Does anyone have an idea where the problem might be? Or better yet, where I could start looking?
This is a bug:Console font does not get set, and you can see the patch from here.It's been fixed in 12.10, but the patch haven't been ported back to 12.04 by now.
So you can fix it by creating the upstart job /etc/init/console-font.conf
with the following content:
# console-font - set console font
#
# Set the console font, in case the similar udev rule races with Plymouth
# and thus fails to do it.
description "set console font"
start on starting plymouth-splash
task
exec /lib/udev/console-setup-tty fbcon
See ubuntu vivid disrgards-console-setup after reboot and https://unix.stackexchange.com/questions/198791/.
This problem seems to be caused by a mismatch in the naming of fonts
that console-setup expects vs what are in /usr/share/consolefonts/
, and
thus copied to /etc/console-setup/
when you pick a font to use (using
dpkg-reconfigure console-setup
).
If you go to a console and do an strace /lib/udev/console-setup-tty fbcon
,
you can see that it is trying to open fonts like this:
/etc/console-setup/Lat15-TerminusBold11x22.psf
But if you look in /etc/console-setup/
, there are only a handful of
fonts in there (the ones you picked), and they look more like this:
/etc/console-setup/Lat15-TerminusBold22x11.psf.gz
One has height x width, and the other has width x height.
The problem can be fixed in a few ways.
(1) /lib/udev/console-setup-tty
could be fixed - This is the more
permanent, upstream solution.
(2) You could manually change /etc/default/console-setup
, reversing the
height and width in FONTSIZE. This will need to be done each time you
change the fonts using dpkg-reconfigure console-setup
. But when the
machine reboots, that preference is kept.
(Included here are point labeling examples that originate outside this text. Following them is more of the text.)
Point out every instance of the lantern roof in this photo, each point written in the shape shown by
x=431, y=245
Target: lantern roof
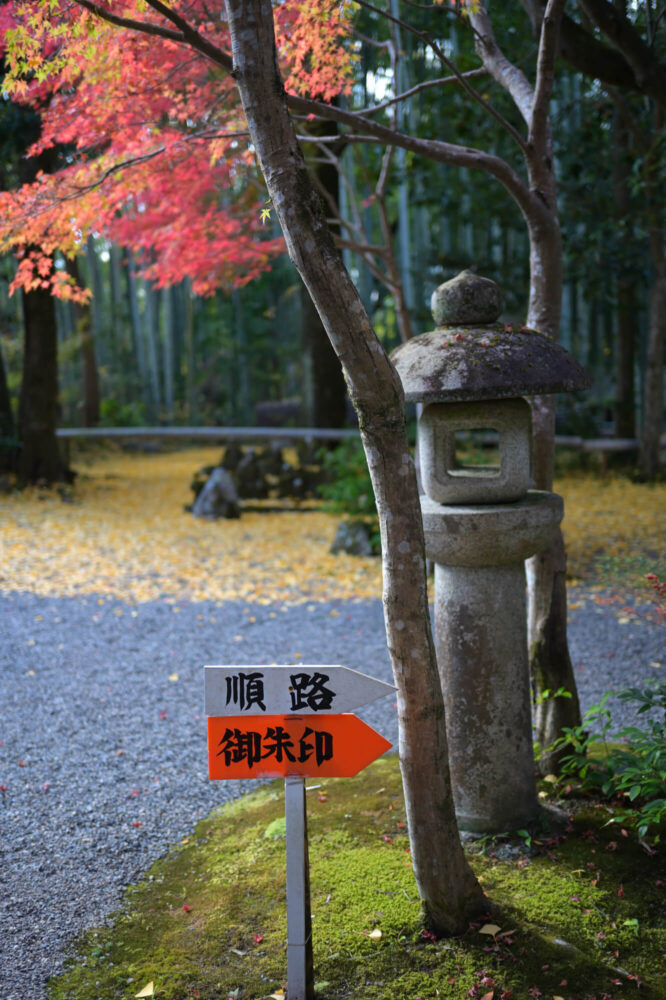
x=471, y=358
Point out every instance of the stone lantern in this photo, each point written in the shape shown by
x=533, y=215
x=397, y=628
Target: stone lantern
x=481, y=523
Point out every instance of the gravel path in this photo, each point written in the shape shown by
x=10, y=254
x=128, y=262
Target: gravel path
x=102, y=747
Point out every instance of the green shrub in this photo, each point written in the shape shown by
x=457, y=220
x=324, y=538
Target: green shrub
x=114, y=414
x=632, y=762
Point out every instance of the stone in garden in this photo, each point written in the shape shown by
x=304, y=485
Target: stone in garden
x=353, y=538
x=249, y=481
x=233, y=453
x=218, y=498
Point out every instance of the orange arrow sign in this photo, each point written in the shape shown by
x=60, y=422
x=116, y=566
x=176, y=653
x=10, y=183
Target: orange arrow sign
x=277, y=746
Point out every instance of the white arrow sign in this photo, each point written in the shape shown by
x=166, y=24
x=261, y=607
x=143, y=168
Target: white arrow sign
x=288, y=689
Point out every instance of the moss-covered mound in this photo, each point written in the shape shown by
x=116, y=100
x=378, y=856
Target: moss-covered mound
x=577, y=915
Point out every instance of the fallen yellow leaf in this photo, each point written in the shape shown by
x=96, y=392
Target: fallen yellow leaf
x=147, y=991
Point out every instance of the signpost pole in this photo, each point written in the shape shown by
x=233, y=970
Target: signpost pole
x=300, y=979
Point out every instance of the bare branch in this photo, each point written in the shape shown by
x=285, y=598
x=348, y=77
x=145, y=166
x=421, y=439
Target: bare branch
x=539, y=131
x=504, y=72
x=441, y=81
x=146, y=27
x=460, y=77
x=440, y=152
x=618, y=29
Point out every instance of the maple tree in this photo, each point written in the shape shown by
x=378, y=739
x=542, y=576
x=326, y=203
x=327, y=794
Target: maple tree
x=45, y=45
x=175, y=107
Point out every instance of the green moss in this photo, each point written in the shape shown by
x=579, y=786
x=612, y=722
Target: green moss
x=210, y=916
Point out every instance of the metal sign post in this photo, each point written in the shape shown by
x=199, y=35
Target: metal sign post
x=291, y=721
x=300, y=976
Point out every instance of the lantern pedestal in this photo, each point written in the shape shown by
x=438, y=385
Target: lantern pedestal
x=481, y=522
x=481, y=642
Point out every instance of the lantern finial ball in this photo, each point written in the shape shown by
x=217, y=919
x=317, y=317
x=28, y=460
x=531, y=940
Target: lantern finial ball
x=466, y=300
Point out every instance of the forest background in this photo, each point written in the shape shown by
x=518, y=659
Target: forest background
x=169, y=337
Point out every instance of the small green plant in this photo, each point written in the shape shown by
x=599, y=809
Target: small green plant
x=114, y=414
x=659, y=588
x=347, y=488
x=630, y=764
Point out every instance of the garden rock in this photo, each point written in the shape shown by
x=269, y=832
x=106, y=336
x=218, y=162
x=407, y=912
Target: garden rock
x=218, y=498
x=353, y=538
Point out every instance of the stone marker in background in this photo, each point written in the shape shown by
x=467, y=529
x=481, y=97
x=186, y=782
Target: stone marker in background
x=218, y=498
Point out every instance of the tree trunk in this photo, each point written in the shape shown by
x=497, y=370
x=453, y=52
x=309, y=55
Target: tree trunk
x=8, y=438
x=447, y=887
x=89, y=377
x=550, y=663
x=39, y=457
x=324, y=389
x=625, y=402
x=653, y=380
x=324, y=385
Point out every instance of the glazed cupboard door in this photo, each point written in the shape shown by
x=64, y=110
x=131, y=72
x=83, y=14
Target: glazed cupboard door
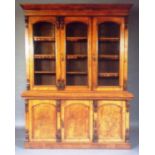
x=43, y=48
x=76, y=121
x=108, y=53
x=110, y=121
x=76, y=53
x=42, y=120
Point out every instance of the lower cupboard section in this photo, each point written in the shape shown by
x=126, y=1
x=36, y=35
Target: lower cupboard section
x=79, y=123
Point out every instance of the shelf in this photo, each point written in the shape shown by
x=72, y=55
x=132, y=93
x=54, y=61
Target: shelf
x=36, y=38
x=111, y=57
x=44, y=72
x=108, y=74
x=77, y=73
x=44, y=56
x=76, y=38
x=109, y=39
x=76, y=56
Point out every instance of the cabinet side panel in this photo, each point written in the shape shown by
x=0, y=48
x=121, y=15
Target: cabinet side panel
x=77, y=121
x=110, y=122
x=43, y=121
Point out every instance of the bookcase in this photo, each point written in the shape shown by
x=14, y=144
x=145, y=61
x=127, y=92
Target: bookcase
x=76, y=69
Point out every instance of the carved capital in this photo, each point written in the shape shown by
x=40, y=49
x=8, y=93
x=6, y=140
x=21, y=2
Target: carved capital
x=127, y=106
x=26, y=106
x=126, y=22
x=58, y=106
x=58, y=135
x=127, y=135
x=95, y=105
x=26, y=21
x=26, y=134
x=95, y=136
x=28, y=84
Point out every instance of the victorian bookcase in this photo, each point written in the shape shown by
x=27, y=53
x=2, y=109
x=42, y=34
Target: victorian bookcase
x=76, y=69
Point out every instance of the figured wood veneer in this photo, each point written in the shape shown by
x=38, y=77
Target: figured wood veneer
x=76, y=71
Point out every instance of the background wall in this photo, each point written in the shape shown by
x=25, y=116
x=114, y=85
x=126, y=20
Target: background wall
x=133, y=70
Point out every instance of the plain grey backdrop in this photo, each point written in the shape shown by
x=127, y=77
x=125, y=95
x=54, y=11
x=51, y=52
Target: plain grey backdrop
x=133, y=69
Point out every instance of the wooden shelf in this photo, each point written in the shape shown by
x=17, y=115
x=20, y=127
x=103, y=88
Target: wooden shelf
x=109, y=39
x=111, y=57
x=108, y=74
x=44, y=56
x=76, y=38
x=44, y=72
x=36, y=38
x=77, y=73
x=76, y=56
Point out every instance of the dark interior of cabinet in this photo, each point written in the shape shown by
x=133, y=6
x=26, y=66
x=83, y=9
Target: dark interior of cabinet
x=44, y=65
x=43, y=29
x=108, y=54
x=44, y=47
x=76, y=54
x=45, y=79
x=44, y=68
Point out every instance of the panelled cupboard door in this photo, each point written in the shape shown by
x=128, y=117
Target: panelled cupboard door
x=111, y=121
x=44, y=57
x=77, y=121
x=76, y=53
x=43, y=120
x=108, y=53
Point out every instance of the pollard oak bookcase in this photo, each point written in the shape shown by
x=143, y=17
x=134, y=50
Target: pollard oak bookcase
x=76, y=69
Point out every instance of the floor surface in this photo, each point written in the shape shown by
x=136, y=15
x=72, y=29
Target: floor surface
x=20, y=150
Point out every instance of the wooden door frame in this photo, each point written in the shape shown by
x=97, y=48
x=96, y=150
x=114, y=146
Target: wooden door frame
x=122, y=54
x=30, y=52
x=88, y=103
x=87, y=21
x=30, y=119
x=124, y=121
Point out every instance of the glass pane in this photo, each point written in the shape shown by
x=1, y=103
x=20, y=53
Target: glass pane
x=45, y=79
x=44, y=54
x=108, y=54
x=43, y=29
x=76, y=54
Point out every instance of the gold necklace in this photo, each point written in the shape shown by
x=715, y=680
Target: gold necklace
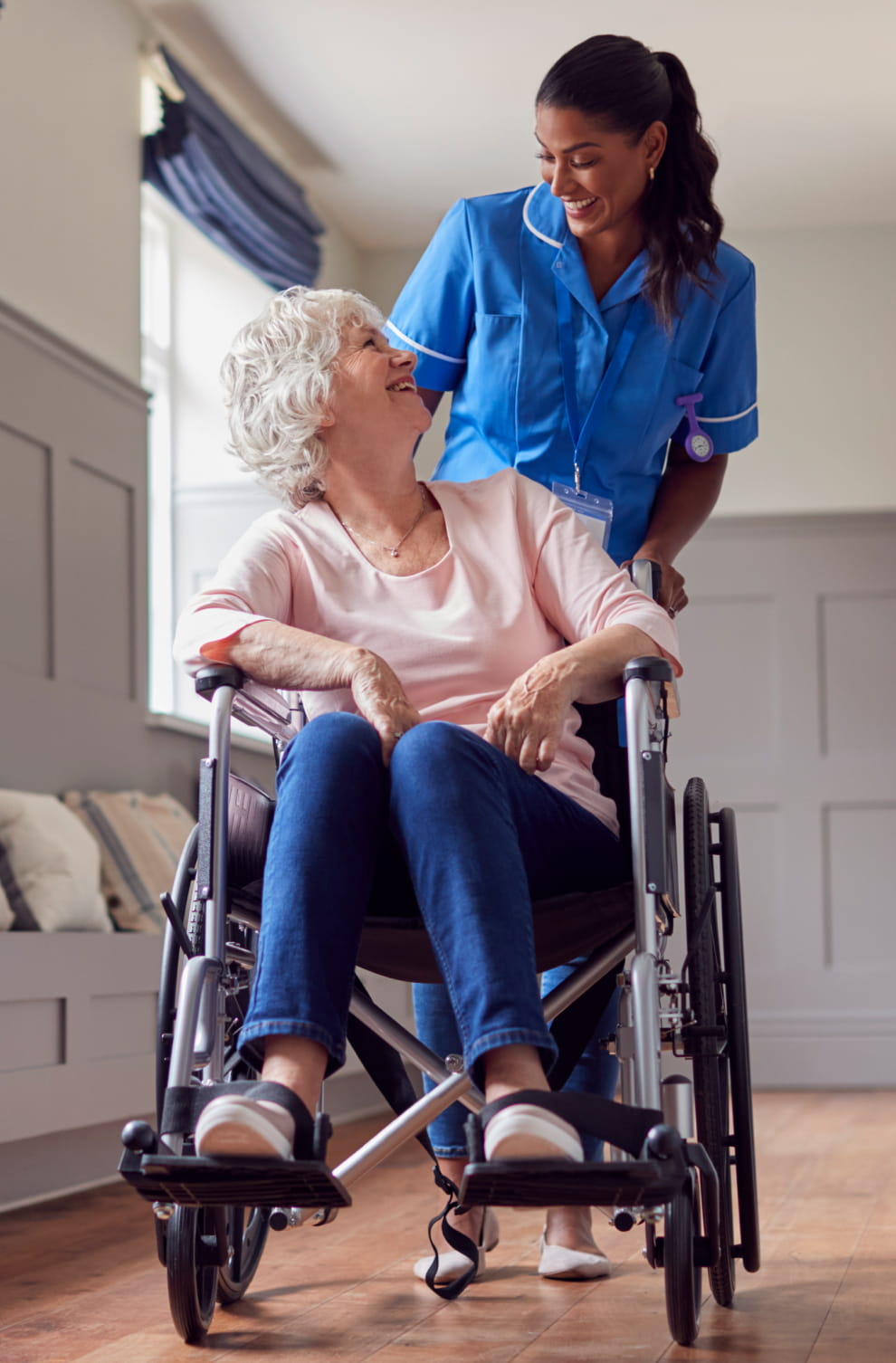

(3) You could install the fonts that console-setup-tty expects. This is what I call the "overkill" option. I did it like this:
In /etc/rc.local:
# install console fonts and then set up console
/etc/console-setup/fonts.sh install
/lib/udev/console-setup-tty fbcon
Create a script called /etc/console-setup/fonts.sh
:
#!/bin/bash
action=$1
srcdir="/usr/share/consolefonts"
parent="/etc/console-setup"
subdir="fonts"
case "$1" in
install)
# console fonts are not named properly in Ubuntu 15.04, compensate
[[ -d $parent/$subdir ]] || mkdir $parent/$subdir
for x in $( cd $srcdir ; ls -1 ) ; do
# rearrange the two numbers from HHxWW to WWxHH
y=$(echo "$x" | sed -e 's/^\([^-]*\)-\([^0-9]*\)\([0-9]*\)x\([0-9]*\).psf.gz/\1-\2\4x\3.psf.gz/g')
# whether the pattern above matches or not, we'll be uncompressing here
z=${y/.psf.gz/.psf}
[[ ! -f $parent/$subdir/$z ]] && zcat $srcdir/$x > $parent/$subdir/$z
[[ ! -L $parent/$z ]] && ln -sv $subdir/$z $parent/$z
done
;;
uninstall)
rm -rf $parent/$subdir
# only remove broken links (links to the fonts we removed above)
rm $(find -L $parent -type l)
;;
*)
echo "$(basename $0) install|uninstall"
;;
esac
exit 0
For a quick pragmatic solution, I'd do #2, with a comment in the file that it may be need to be re-done if you choose a different font (assuming the comment does not also get overwritten).
But #3 works well with minimal fuss or mess.